Lately, experiencing mild insomnia. Drink coffee until late in the afternoon. Cause? I dunno. Thought I’d give decaf a go. Tried regular brew decaf. Same disappointment. If I’m going to suffer, might as well go whole hog. So, I recently bought a jar of instant coffee. Decaf. Decaf instant coffee.
Which is stupid. I’ve done it before. Tasted crappy then. Still does.
Is there no end to my lunacy?
Coffee, real coffee and I have a life-long relationship. Mostly amicable. “Long,” if you’ve an idea how old I am2 is really long. Started as a mid-teen. Through the service, on long night shifts, put down many teletype-warm3 cups of “mud.” “Mud”? Yup. Some of it was Army-Navy-Air Force dining hall nasty.4
Same during my stint with law enforcement. Manage to snag a hot cup of coffee, just pop the lid and wait for it to be drinkable, you’d get a call to go somewhere in a hurry. No such thing as recap and save for “after.” Where you gonna keep it? How long would it be before “after”?
Suspect that history has as much to do with why I get by drinking coffee until late afternoon. Or does it? My nascent insomnia may be telegraphing me a wake-up call.
Hey, I think that’s some kind of pun.
1 First adding something – I have it on authority methylene chloride or ethyl acetate – to remove the caffeine. Boy, doesn’t that sound delicious and wholesome?

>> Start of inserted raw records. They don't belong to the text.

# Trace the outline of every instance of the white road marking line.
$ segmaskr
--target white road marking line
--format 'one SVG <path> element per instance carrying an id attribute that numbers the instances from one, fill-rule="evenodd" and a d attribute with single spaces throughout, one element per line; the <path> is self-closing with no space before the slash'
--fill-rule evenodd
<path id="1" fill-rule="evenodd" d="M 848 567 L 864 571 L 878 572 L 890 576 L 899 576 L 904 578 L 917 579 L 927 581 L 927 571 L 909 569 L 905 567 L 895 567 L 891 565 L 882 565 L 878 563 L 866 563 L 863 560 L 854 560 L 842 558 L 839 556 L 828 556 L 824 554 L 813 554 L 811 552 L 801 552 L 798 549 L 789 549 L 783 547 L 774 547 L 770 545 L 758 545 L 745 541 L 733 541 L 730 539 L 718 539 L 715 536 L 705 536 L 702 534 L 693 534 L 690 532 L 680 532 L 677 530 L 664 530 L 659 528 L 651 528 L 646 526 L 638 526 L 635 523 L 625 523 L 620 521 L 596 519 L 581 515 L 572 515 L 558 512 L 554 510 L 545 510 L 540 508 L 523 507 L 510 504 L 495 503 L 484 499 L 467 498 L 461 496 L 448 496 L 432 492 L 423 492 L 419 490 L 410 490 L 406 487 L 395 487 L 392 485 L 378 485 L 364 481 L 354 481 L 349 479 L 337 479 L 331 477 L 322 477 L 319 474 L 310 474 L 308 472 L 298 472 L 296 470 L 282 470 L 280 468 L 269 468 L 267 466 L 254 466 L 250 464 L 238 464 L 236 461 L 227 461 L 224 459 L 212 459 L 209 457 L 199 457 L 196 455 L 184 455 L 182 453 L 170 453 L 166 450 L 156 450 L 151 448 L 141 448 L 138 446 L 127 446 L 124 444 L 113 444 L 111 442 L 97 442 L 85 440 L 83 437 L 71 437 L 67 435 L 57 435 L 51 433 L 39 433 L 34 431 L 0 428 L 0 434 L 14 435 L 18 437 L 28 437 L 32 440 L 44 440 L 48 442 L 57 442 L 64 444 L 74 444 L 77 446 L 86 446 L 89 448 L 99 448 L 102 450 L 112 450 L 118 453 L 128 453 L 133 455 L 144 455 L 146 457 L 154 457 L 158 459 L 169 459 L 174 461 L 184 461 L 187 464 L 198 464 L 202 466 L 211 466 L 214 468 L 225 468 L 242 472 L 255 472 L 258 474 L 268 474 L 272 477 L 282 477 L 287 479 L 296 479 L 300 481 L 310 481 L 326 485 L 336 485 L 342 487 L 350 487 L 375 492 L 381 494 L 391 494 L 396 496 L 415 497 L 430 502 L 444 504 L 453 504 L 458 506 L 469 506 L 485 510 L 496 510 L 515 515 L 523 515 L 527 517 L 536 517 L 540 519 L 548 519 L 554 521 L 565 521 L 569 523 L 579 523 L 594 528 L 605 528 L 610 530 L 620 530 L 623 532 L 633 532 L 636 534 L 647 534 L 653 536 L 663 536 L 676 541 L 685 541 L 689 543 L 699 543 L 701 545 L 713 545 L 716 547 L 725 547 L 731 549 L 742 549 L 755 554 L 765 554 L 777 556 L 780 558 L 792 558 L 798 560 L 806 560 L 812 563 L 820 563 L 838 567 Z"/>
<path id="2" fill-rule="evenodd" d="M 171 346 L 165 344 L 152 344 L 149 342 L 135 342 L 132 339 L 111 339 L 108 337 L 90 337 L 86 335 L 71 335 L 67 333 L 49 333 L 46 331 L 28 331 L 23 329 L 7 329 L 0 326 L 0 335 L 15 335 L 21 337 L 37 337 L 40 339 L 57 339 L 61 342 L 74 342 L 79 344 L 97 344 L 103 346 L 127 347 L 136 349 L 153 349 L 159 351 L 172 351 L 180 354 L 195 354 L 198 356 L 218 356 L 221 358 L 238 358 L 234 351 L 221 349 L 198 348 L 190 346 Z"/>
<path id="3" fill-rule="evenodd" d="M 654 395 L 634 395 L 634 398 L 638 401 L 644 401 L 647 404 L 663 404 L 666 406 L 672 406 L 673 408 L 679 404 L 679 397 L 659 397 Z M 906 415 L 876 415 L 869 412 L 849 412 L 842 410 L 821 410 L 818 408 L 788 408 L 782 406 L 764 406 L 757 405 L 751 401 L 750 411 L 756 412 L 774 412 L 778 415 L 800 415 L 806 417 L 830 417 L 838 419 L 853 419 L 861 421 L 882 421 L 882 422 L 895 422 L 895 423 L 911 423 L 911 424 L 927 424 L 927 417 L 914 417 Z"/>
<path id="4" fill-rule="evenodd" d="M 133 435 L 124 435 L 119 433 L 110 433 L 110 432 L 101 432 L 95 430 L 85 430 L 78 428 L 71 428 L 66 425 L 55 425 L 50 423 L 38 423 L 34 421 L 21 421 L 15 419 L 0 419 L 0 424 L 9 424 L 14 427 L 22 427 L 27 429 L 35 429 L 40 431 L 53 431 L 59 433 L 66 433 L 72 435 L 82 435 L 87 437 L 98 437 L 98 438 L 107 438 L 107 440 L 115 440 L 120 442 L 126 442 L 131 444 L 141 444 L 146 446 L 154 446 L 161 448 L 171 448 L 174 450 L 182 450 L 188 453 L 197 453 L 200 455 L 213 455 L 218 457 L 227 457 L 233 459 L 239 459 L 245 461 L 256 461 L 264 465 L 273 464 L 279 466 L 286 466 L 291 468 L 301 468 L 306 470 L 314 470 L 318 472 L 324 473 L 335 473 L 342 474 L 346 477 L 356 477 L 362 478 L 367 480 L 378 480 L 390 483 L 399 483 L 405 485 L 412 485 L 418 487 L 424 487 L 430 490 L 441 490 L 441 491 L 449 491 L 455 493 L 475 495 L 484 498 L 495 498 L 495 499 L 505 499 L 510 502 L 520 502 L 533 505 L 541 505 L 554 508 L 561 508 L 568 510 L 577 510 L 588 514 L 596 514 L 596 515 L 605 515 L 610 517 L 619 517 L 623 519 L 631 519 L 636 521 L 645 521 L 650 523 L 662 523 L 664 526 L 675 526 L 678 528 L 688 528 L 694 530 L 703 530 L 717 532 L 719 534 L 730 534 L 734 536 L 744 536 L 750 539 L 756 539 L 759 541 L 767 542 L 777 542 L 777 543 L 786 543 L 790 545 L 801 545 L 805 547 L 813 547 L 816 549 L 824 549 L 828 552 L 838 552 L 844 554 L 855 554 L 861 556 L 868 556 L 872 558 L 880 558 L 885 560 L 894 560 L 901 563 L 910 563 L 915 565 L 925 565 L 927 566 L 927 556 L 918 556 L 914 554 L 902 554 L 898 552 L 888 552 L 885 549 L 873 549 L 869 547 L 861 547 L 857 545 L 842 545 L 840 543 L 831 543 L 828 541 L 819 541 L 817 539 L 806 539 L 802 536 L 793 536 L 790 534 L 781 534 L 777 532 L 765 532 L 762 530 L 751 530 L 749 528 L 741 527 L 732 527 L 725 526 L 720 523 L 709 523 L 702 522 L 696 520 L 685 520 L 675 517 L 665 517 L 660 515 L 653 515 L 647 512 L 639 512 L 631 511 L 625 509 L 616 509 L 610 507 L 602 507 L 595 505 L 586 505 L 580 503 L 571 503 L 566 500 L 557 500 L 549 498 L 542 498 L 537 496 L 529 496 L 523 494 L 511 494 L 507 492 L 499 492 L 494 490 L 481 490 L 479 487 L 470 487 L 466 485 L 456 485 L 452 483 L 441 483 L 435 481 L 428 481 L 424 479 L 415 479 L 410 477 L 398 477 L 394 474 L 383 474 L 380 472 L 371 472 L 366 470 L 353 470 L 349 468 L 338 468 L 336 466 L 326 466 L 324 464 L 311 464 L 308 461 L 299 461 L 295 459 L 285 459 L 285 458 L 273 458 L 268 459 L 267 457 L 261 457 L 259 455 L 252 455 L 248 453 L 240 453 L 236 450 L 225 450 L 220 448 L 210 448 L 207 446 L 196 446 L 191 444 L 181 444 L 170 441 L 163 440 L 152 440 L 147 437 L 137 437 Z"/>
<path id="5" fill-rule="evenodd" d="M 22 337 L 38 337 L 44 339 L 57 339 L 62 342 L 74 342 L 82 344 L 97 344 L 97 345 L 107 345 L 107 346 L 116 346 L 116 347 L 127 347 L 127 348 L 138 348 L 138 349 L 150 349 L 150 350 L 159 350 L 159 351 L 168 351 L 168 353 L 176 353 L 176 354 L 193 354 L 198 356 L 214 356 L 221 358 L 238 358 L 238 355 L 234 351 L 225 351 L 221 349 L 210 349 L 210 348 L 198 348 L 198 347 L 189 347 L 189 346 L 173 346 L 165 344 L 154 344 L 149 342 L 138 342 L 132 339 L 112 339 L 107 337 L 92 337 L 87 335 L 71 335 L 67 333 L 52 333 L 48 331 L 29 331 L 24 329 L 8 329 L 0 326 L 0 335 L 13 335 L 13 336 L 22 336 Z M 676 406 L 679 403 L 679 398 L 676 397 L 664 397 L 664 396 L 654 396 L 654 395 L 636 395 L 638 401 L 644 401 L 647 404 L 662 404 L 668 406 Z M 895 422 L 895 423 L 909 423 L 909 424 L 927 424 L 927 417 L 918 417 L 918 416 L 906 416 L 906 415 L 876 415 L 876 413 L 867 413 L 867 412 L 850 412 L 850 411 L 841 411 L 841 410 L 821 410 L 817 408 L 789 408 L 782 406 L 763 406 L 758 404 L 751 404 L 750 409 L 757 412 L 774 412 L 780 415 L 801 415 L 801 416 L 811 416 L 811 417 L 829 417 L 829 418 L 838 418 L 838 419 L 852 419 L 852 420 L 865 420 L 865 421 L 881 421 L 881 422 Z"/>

2 Go ahead amuse yourself, guess. In person, because I’m physically fit (save parts that don’t work really well anymore) and gosh awful handsome, folk generally miss my age short twenty years. Weren’t for the snow on the roof, I could go back to college. Oh, and I’m modest too. No end to my charm.
3 Teletype warm. Waiting in the comm center for a break to send some schmuck off across the flight line for coffee, luck would always have it, he’d return with the precious liquid just as the half-hourly flurry of messages arrived or an alert put us hard at it for two or three hours, no time to slurp coffee or even as nature has it, to get shed of the last cup or two we’d managed. Coffee cups went atop the teletype machines to wait. Teletypes generated a lot of heat, but teletype-warm means the coffee would be a lot warmer after consumption and processing, especially in winter. But we needed that coffee on dread shifts. Yeah, I’m a fan of iced coffee, but that’s entirely different and there’s a principle involved here.
4 With respect to service chow halls and messes, in the olden days, when servicemen were cooks for their branches of service, food there (aside from field rations) was marvelous. Especially Navy chow, but Air Force and Army grub was always good too. I don’t care what you’ve been led to believe. I traveled a fair bit, so I got to try them all. Enough so’s I can state we’re not talking about outliers here. Just as I was mustering-out, branches began to use civilian food services. Lost its mystique, and a good bit of its appeal. Honest. Coffee, when fresh, was good. Three hours after brewing – in remote and lonely outposts, having steeped a whole shift – it was gross; iodine I suspect tasted better. But we drank it. No Starbucks in many of those places.